Mr. Wolfowitz quit May 17, less than halfway through his five-year term, amid a furor over securing a pay raise for his companion. The White House bowed to pressure for his ouster from European governments, which said the former deputy defense secretary had hobbled the world’s largest development agency.
Mr. Flaherty and the German finance minister, Peer Steinbrück, said on Saturday that they back a convention allowing America to choose the World Bank’s next head. America has always picked the bank president, while the head of the International Monetary Fund is a European.
The list of possible successors includes Deputy Treasury Secretary Robert Kimmitt, 59; a former trade representative, Robert Zoellick, 53; and the director of the White House National Economic Council, Allan Hubbard, 59.

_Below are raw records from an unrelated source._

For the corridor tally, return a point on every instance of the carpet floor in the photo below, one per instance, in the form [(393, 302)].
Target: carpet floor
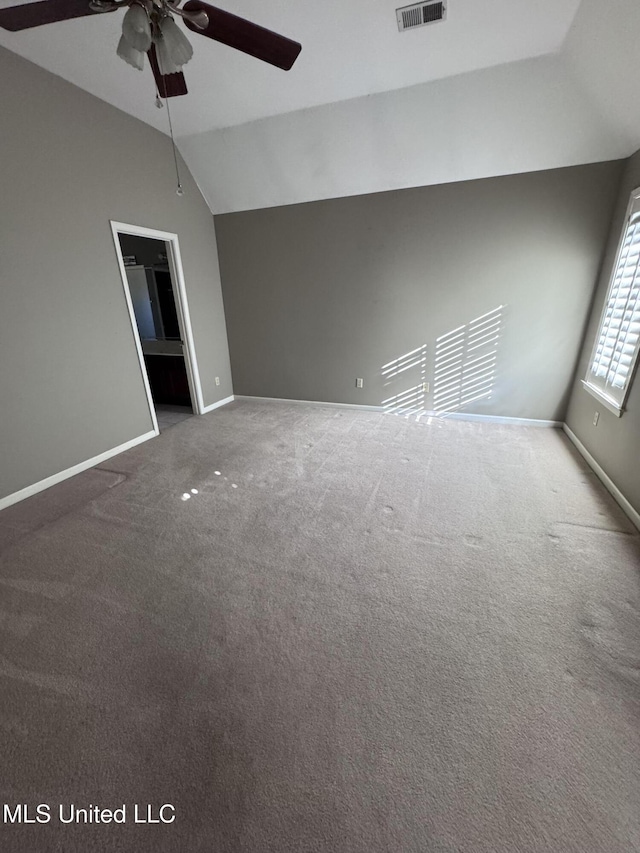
[(358, 633)]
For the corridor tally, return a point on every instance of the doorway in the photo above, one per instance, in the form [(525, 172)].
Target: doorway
[(153, 282)]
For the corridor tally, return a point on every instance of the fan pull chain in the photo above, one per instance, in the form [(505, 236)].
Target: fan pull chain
[(179, 190)]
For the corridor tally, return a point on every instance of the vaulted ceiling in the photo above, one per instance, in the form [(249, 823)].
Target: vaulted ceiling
[(501, 86)]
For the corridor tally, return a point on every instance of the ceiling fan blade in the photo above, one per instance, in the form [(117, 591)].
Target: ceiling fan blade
[(29, 15), (243, 35), (169, 85)]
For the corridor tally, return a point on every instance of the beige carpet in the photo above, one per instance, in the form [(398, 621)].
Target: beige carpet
[(363, 634)]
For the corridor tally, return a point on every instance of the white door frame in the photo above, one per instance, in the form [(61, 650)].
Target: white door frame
[(182, 309)]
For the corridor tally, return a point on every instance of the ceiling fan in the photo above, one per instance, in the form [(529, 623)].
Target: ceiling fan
[(149, 27)]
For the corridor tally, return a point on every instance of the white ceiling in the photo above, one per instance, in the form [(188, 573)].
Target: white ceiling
[(350, 49), (500, 87)]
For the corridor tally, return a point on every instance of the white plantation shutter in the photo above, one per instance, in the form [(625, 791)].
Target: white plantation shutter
[(617, 342)]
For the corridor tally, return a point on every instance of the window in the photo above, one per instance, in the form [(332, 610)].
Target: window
[(616, 347)]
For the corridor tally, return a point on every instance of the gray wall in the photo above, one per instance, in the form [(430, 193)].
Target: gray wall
[(614, 442), (319, 294), (70, 381)]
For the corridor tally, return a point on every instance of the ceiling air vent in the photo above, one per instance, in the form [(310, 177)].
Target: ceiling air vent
[(421, 14)]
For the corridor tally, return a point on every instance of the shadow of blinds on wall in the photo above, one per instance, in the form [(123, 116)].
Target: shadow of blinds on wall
[(616, 347)]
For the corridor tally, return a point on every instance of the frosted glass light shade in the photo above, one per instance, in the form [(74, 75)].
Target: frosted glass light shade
[(136, 28), (176, 44), (130, 54)]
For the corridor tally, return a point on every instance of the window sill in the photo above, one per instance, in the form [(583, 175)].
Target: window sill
[(606, 402)]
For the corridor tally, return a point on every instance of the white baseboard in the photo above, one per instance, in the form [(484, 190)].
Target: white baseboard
[(460, 416), (604, 477), (311, 403), (500, 419), (217, 405), (28, 491)]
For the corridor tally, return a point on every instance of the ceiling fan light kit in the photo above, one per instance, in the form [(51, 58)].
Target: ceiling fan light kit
[(149, 27)]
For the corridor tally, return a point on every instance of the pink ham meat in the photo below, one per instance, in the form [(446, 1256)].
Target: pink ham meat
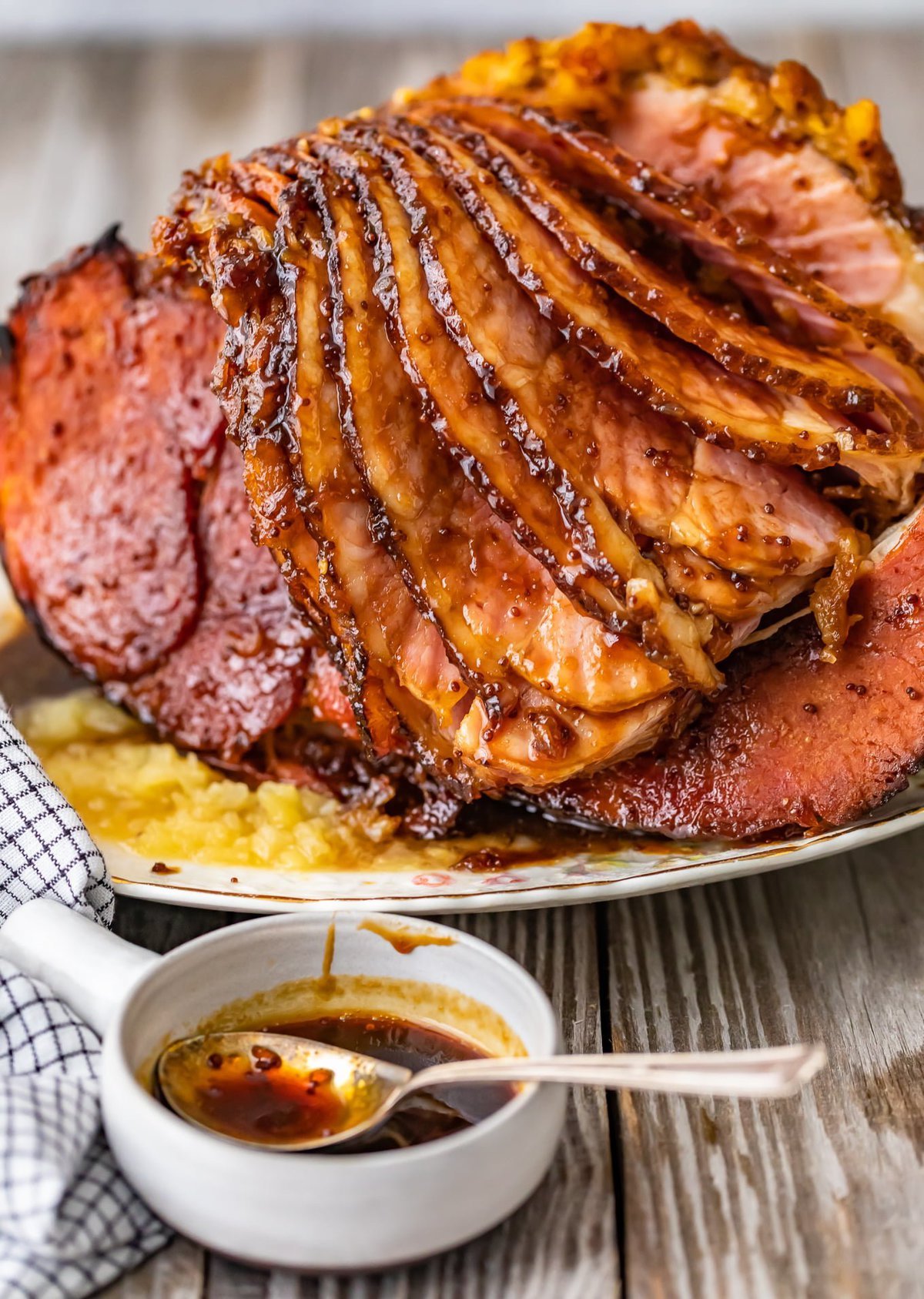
[(795, 743), (125, 521)]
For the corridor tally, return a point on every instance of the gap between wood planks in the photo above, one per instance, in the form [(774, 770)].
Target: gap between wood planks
[(614, 1115)]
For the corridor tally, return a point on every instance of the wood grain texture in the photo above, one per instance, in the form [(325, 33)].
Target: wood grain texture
[(816, 1195)]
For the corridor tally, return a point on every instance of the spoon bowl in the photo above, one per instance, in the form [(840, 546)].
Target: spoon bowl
[(293, 1094)]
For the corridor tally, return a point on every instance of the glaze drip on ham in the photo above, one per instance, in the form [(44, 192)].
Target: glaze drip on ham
[(557, 383), (532, 477)]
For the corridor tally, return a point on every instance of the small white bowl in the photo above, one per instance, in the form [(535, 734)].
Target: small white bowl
[(316, 1212)]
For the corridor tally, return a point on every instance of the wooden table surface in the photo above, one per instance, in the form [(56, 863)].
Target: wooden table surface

Mr. Kimmitt, representing Treasury Secretary Paulson at the G-8 meeting, said he was pleased by suggestions he could replace Mr. Wolfowitz and that it was “premature” to discuss names. “I’m flattered to have my name associated with a prestigious institution like the World Bank,” Mr. Kimmitt told reporters. “Any discussion of names at this point, mine or anyone else’s, is just speculation.”
Canada expects the next World Bank president will be an American appointed by America, Mr. Flaherty said at a press conference after the meeting. Mr. Flaherty said he and Mr. Paulson haven’t spoken by phone yet about specific names, and Canada doesn’t have a preference.
The G-8 ministers thanked Mr. Wolfowitz in a statement after the meeting for his service at the World Bank and his work on reducing poverty in Africa.
Mr. Flaherty said he disagreed with one of Mr. Steinbrück’s chief aims of the G-8 meeting, a move toward greater surveillance of hedge funds.